The Bureau of Indian Education (BIE) has estimated that 578,070 students are potentially eligible for the Johnson O'Malley (JOM) Program. The program provides supplemental education services to meet the specialized and unique needs of American Indian and Alaska Native students. BIE published this estimate, as required by the Johnson-O'Malley Supplemental Indian Education Program Modernization Act (JOM Modernization Act or the act), in July 2023, more than 3 years after the deadline required by the act. BIE officials told GAO that disruptions from the COVID-19 pandemic and changes in the agency's understanding of requirements in the act contributed to delays in its publication.
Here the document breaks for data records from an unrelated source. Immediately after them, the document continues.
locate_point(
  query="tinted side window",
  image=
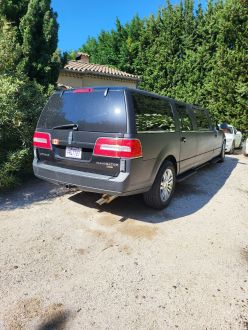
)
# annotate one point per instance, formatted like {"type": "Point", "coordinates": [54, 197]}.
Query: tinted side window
{"type": "Point", "coordinates": [184, 118]}
{"type": "Point", "coordinates": [152, 114]}
{"type": "Point", "coordinates": [201, 119]}
{"type": "Point", "coordinates": [91, 111]}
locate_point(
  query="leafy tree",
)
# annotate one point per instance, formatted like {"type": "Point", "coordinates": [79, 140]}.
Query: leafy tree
{"type": "Point", "coordinates": [37, 34]}
{"type": "Point", "coordinates": [29, 64]}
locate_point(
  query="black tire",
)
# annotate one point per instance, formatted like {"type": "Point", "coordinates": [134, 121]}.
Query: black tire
{"type": "Point", "coordinates": [155, 197]}
{"type": "Point", "coordinates": [232, 149]}
{"type": "Point", "coordinates": [223, 153]}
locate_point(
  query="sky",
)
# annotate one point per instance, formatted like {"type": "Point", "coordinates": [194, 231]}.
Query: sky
{"type": "Point", "coordinates": [79, 19]}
According to BIE officials, the purpose of this estimate about potential student demand for the JOM program is to assist Congress in determining future appropriations. BIE reviewed several data sources and ultimately decided to use data from Census's American Community Survey for its estimate of potentially eligible students. While evaluating data sources and determining the estimate, BIE consulted with and obtained feedback from a variety of tribal and other JOM program stakeholders, including existing contractors who provide educational services (e.g., tribal organizations or public school districts). BIE has delayed plans to determine the total number of students currently served by the JOM program until the end of fiscal year 2024. Contractors are required to count the students they serve in school year 2023–24 and submit their annual reports by September 2024.
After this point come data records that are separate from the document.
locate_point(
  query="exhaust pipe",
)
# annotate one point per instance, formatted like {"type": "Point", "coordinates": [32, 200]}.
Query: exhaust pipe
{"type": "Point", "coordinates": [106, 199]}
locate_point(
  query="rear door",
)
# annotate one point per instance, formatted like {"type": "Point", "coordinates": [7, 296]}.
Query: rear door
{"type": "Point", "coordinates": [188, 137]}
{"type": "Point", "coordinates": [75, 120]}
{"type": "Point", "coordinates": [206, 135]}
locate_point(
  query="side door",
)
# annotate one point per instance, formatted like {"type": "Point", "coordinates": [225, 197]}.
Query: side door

BIE plans to distribute funding to all contractors based on updated student counts starting in fiscal year 2025. For fiscal year 2024, BIE will continue to use the 1995 base student counts for determining funding allocations, except contractors that reported higher updated counts in fiscal year 2023 will receive a corresponding funding increase. BIE officials told GAO they will implement the act's requirement to withhold funds from any contractors for failure to report student counts starting in fiscal year 2025.

Why GAO Did This Study

The JOM program provides academic and cultural supports to meet the unique and specialized educational needs of eligible American Indian and Alaska Native students in public schools and select tribal schools. BIE contracts with Tribes, tribal organizations, states, public school districts and others who provide JOM services to eligible students. These services can include Native cultural and language enrichment, academic support, dropout prevention, and the purchase of school supplies. Since 1995, BIE has relied on the same count of eligible students to determine its budget allocation for the program. Congress passed the JOM Modernization Act in 2018 to update and modernize the program, including provisions for BIE to estimate the number of students potentially eligible for JOM services and annually count the number of students receiving services. In addition, the act includes a provision for GAO to conduct a review of BIE's process for updating the student count.
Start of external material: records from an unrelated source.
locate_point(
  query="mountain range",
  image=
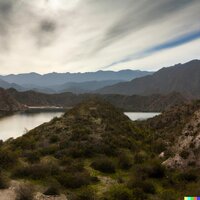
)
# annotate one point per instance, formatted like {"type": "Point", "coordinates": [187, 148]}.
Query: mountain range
{"type": "Point", "coordinates": [68, 82]}
{"type": "Point", "coordinates": [152, 103]}
{"type": "Point", "coordinates": [182, 78]}
{"type": "Point", "coordinates": [94, 151]}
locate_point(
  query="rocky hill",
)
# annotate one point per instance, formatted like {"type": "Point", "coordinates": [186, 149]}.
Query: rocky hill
{"type": "Point", "coordinates": [182, 78]}
{"type": "Point", "coordinates": [152, 103]}
{"type": "Point", "coordinates": [179, 130]}
{"type": "Point", "coordinates": [8, 104]}
{"type": "Point", "coordinates": [95, 152]}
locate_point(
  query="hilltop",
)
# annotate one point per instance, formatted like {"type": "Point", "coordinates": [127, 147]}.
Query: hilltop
{"type": "Point", "coordinates": [179, 129]}
{"type": "Point", "coordinates": [95, 152]}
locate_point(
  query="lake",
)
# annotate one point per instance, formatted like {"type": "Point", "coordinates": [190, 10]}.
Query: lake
{"type": "Point", "coordinates": [19, 123]}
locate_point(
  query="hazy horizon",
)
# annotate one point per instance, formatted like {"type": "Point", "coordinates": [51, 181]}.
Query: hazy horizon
{"type": "Point", "coordinates": [86, 35]}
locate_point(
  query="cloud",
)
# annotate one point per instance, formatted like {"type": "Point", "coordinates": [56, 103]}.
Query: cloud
{"type": "Point", "coordinates": [166, 45]}
{"type": "Point", "coordinates": [87, 35]}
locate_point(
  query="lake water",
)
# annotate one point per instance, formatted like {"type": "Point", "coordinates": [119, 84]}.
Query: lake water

This report includes information on the steps BIE took, or plans to take, to estimate the number of students potentially eligible for JOM services, count students currently receiving services, and distribute JOM funds to contractors based on the number of students they serve. GAO reviewed relevant federal laws, regulations, and BIE documents on the JOM program. GAO also examined prior public comments submitted by Tribes and interviewed agency officials and members of the National Johnson O'Malley Association. GAO also conferred with the Department of Education's National Center for Education Statistics, who provided comments on the data sources BIE considered for its estimate of potentially eligible students.